Panel Paper:
Crime and Private Investment in Urban Neighborhoods
*Names in bold indicate Presenter
In this study, we examine how private investment in neighborhoods in two cities – Chicago and Los Angeles – changed as the incidence of crime in those neighborhoods changed during the 2000s, a period when crime was declining city-wide in both places. Using detailed blockface-level data on the location of crime and private investments between 2006 and 2011, the analysis answers two questions. First, we seek evidence of whether changes in crime appear to affect private development decisions. The answer is yes. Private investment, as represented by building permit purchases, increases on blocks where crime falls in the previous 12 months.
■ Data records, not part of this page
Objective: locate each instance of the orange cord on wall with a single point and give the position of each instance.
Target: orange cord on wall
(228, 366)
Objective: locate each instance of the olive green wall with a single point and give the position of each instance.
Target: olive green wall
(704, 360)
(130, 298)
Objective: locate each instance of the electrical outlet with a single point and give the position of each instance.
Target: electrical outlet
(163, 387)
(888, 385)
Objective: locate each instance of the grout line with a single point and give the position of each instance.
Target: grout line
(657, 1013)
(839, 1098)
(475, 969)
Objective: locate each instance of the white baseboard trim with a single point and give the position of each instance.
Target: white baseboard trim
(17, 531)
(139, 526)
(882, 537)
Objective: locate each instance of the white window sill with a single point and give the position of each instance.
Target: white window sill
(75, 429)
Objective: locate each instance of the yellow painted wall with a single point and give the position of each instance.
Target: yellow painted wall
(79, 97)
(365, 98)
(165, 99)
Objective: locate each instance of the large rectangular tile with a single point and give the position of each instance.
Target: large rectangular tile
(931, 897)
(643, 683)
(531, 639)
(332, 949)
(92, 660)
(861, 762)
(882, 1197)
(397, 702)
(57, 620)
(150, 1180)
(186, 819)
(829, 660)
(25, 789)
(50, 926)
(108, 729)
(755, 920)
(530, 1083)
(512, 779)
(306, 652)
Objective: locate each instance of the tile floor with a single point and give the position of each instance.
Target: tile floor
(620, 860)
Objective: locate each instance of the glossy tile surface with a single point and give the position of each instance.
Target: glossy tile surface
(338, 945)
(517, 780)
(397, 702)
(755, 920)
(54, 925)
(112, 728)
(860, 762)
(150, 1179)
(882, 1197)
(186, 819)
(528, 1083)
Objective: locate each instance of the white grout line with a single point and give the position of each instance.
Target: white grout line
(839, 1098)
The patterns in both cities are similar despite differences in the underlying levels of crime and development during the study period. The results are robust to tests for reverse causality, threshold effects, and neighborhood differences in crime rates prior to the study period. Second, we explore whether some neighborhoods benefit more from declines in crime. The answer here is also yes. We find that neighborhoods with the highest levels of crime in 2005 are the greatest beneficiaries in terms of increases in building permit activity when crime falls. In addition, increases in investment due to decreases in crime are concentrated in neighborhoods with greater than 30 percent of residents who are minority. Taken together, these results suggest that crime-reduction policies can be an effective economic development tool, but only in certain neighborhoods facing specific circumstances.